We noticed that the id values on one of our high-churn tables were creeping up towards maxint, so we decided to convert the id column to a bigint. It was more difficult than we expected, so I’m documenting it here for future reference.
A major point in our favor was that no other table has a foreign key to api_event
. That would probably have made things more complicated.
We started out just adding to the model definition:
id = models.BigIntegerField(unique=True, primary_key=True)
Previously, we had not had a column called ‘id’, but used the one Django made one for us automatically. Unfortunately, adding the column caused Django to prepare INSERT
statements differently. With the explicit id = models.BigIntegerField(..)
, Django will format an insert to say:
INSERT INTO api_event(id, message, ...) VALUES
(null, 'the message', ...),
(null, 'another message', ...);
This is different from omitting the column (as Django did before adding the explicit column) or using the default
keyword in place of null
. Postgres rejects this insert, because id
has a NOT NULL
constraint.
So we made a migration without changing the Django model:
This actually was going to work fine. I ran this locally, and started it on the dev server. Problem was: it was going to take about an hour, holding an exclusive lock on the event table the whole time. That wasn’t going to fly.

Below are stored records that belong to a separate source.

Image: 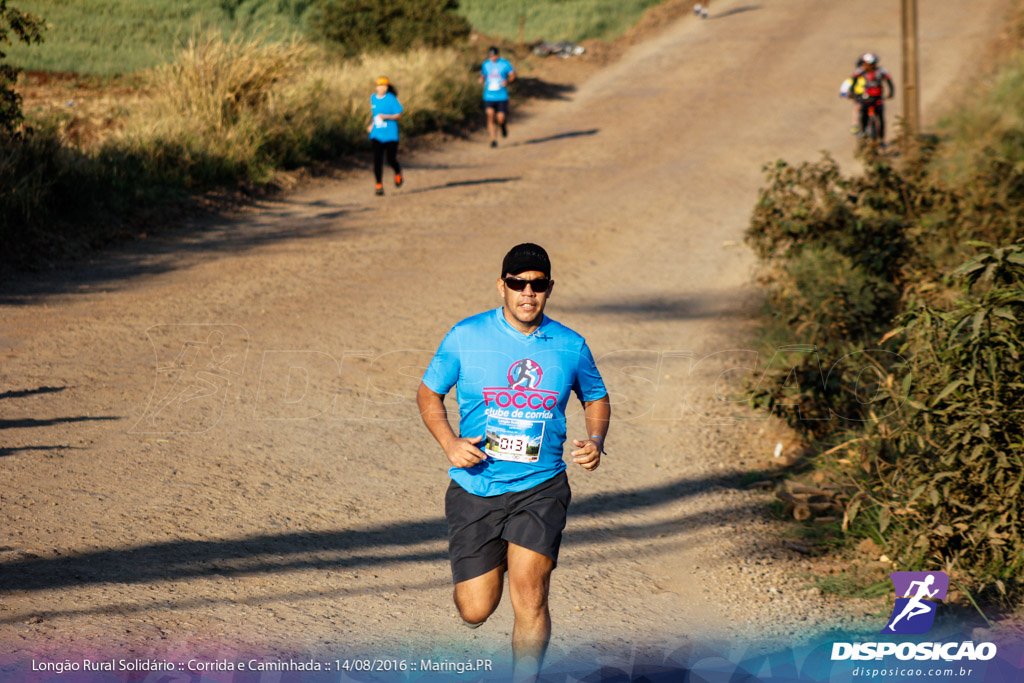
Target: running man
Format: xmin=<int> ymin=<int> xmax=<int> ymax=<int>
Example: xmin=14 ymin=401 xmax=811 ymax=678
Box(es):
xmin=367 ymin=76 xmax=404 ymax=197
xmin=889 ymin=573 xmax=939 ymax=633
xmin=417 ymin=244 xmax=611 ymax=680
xmin=477 ymin=45 xmax=515 ymax=147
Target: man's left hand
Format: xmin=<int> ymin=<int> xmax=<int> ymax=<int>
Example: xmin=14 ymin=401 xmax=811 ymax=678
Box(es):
xmin=571 ymin=438 xmax=601 ymax=471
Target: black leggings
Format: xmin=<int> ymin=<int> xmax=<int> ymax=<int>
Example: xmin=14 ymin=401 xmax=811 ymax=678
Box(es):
xmin=370 ymin=140 xmax=401 ymax=182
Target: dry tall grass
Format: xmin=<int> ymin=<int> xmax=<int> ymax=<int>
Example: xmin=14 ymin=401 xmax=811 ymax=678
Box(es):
xmin=0 ymin=34 xmax=479 ymax=264
xmin=111 ymin=35 xmax=474 ymax=181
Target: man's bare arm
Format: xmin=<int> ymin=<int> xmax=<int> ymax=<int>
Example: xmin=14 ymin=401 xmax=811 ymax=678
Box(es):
xmin=572 ymin=395 xmax=611 ymax=470
xmin=416 ymin=382 xmax=485 ymax=467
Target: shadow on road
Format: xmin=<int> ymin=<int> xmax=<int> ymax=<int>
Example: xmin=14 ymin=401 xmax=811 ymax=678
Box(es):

After some more research, we found a stackoverflow post that looked like exactly our situation (no foreign keys pointing to the id we’re changing): http://stackoverflow.com/a/33509181/1586229 We copied that solution and tried it on the dev server.
At this point, we ran into another hiccup. We were running our migrations via a heroku run -x python manage.py migrate --noinput
, and the connection kept timing out before our migration was through. So we made the migration re-entrant safe. Each time we ran migrations, it would do as much work as it could, but always leave the database in a consistent state — with a new_id
either null or equal to id
. Then, we’d do the final renaming of columns inside a transaction. Here’s what that looked like:
# -*- coding: utf-8 -*-
from __future__ import unicode_literals
from django.db import migrations
# http://stackoverflow.com/a/33509181/1586229
def change_id_col_concurrently(apps, schema_editor):
"""
We see this migration timing out on dev, so we're making it re-entrant safe.

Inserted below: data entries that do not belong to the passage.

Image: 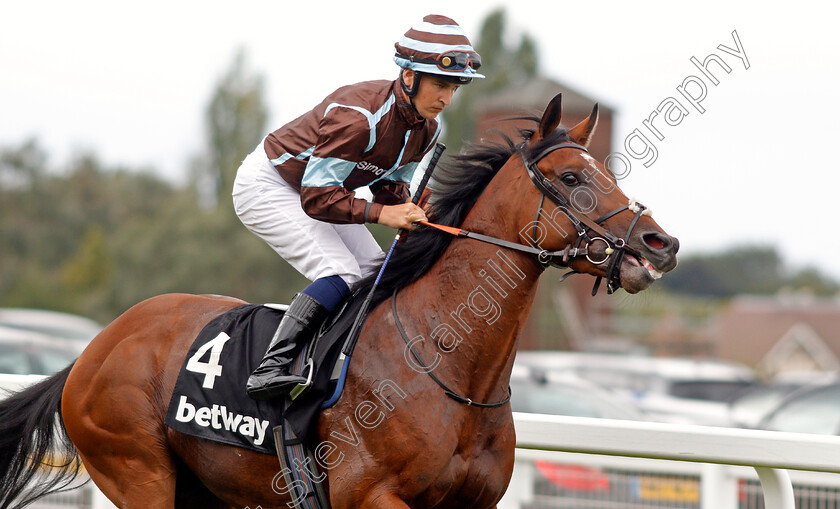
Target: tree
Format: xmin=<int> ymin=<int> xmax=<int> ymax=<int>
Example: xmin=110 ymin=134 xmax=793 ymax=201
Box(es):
xmin=443 ymin=9 xmax=539 ymax=154
xmin=194 ymin=50 xmax=268 ymax=206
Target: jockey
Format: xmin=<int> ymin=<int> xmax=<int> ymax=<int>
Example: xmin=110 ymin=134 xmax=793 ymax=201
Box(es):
xmin=233 ymin=15 xmax=484 ymax=400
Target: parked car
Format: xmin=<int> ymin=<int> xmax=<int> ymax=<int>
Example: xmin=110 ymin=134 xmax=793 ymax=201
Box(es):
xmin=758 ymin=382 xmax=840 ymax=435
xmin=729 ymin=371 xmax=840 ymax=428
xmin=0 ymin=326 xmax=84 ymax=375
xmin=516 ymin=351 xmax=757 ymax=426
xmin=0 ymin=308 xmax=102 ymax=344
xmin=510 ymin=365 xmax=645 ymax=420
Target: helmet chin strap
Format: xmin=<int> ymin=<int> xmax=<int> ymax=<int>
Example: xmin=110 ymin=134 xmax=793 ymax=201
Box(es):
xmin=400 ymin=70 xmax=423 ymax=99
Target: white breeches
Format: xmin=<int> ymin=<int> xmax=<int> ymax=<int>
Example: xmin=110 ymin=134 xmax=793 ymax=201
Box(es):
xmin=233 ymin=143 xmax=382 ymax=288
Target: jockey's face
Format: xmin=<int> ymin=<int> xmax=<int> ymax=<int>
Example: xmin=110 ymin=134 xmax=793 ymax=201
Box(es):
xmin=403 ymin=69 xmax=460 ymax=120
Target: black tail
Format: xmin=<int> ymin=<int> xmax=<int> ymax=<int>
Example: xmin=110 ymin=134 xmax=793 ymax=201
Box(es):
xmin=0 ymin=364 xmax=81 ymax=509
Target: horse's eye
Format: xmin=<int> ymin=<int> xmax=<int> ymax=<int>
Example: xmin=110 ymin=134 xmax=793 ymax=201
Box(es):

The hope is that we can make progress on each time we run.
(our progress is preserved because we've exited the atomic block).
"""
schema_editor.atomic.__exit__(None, None, None)

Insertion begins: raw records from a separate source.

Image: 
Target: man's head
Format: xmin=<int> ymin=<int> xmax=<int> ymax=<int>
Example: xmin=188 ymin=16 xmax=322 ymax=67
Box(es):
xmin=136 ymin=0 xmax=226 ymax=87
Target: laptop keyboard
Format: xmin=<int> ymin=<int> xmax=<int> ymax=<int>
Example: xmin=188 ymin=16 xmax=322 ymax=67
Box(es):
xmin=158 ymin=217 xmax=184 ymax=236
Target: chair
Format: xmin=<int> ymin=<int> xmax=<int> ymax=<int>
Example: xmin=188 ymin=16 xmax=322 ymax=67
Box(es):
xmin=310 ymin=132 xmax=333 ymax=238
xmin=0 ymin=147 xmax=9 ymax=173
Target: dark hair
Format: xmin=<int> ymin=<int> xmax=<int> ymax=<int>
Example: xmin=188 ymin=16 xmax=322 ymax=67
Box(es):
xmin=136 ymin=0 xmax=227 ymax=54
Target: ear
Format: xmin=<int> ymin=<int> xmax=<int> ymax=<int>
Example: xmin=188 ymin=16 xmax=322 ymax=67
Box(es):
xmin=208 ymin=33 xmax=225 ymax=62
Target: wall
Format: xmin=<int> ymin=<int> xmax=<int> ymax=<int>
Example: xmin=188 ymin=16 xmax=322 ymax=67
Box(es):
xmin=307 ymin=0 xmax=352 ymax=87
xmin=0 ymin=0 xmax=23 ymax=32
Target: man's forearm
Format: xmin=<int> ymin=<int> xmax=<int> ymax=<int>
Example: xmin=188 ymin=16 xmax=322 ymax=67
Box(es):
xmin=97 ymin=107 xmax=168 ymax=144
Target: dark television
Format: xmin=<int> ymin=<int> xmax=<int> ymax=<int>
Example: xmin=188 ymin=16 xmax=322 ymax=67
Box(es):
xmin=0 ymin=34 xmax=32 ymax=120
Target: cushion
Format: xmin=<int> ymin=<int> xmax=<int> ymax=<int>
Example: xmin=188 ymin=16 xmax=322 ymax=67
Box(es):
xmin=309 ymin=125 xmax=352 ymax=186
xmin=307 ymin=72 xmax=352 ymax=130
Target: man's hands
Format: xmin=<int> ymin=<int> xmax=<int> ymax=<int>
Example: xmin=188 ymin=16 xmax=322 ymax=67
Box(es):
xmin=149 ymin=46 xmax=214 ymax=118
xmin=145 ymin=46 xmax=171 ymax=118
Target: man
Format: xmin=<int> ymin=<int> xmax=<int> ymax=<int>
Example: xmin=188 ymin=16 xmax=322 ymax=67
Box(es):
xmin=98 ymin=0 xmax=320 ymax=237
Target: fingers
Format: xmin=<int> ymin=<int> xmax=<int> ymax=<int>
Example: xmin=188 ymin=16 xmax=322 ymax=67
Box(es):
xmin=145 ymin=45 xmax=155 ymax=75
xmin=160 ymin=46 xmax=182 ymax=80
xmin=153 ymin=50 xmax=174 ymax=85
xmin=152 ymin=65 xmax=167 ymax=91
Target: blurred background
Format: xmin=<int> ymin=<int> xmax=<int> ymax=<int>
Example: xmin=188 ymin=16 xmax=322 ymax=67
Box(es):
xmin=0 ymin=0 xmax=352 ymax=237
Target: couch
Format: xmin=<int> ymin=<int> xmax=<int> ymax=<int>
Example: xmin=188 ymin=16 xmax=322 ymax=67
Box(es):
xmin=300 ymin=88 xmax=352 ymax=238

with schema_editor.connection.cursor() as c:
c.execute('''
SELECT column_name
FROM information_schema.columns
WHERE table_name='api_event' and column_name='new_id';
''')
column_exists = len(c.fetchall()) > 0
if not column_exists:
schema_editor.execute('ALTER TABLE api_event ADD COLUMN new_id bigint;')
with schema_editor.connection.cursor() as c:
c.execute('SELECT min(id), max(id) FROM api_event WHERE new_id IS NULL')
min_id, max_id = c.fetchall()[0]
if min_id is not None and max_id is not None:
for low in xrange(min_id, min(max_id, 2**31 - 1), 10000):
schema_editor.execute(
'''UPDATE api_event SET new_id = id WHERE id between %(low)s and %(high)s''',
dict(low=low, high=low + 10000))
schema_editor.execute('DROP INDEX IF EXISTS api_event_pk_idx')
schema_editor.execute('CREATE UNIQUE INDEX CONCURRENTLY api_event_pk_idx ON api_event(new_id);')
schema_editor.execute('''
BEGIN;
ALTER TABLE api_event DROP CONSTRAINT api_event_pkey;
CREATE SEQUENCE api_event_new_id_seq;
ALTER TABLE api_event ALTER COLUMN new_id SET DEFAULT nextval('api_event_new_id_seq'::regclass);
UPDATE api_event SET new_id = id WHERE new_id IS NULL;
ALTER TABLE api_event ADD CONSTRAINT api_event_pkey PRIMARY KEY USING INDEX api_event_pk_idx;
ALTER TABLE api_event DROP COLUMN id;
ALTER TABLE api_event RENAME COLUMN new_id to id;
ALTER SEQUENCE api_event_new_id_seq RENAME TO api_event_id_seq;
SELECT setval('api_event_id_seq', (SELECT max(id) FROM api_event));
COMMIT;
''')
class Migration(migrations.Migration):
dependencies = [
('api', '0048_create_stage_interval'),
]
operations = [
migrations.RunPython(change_id_col_concurrently),
]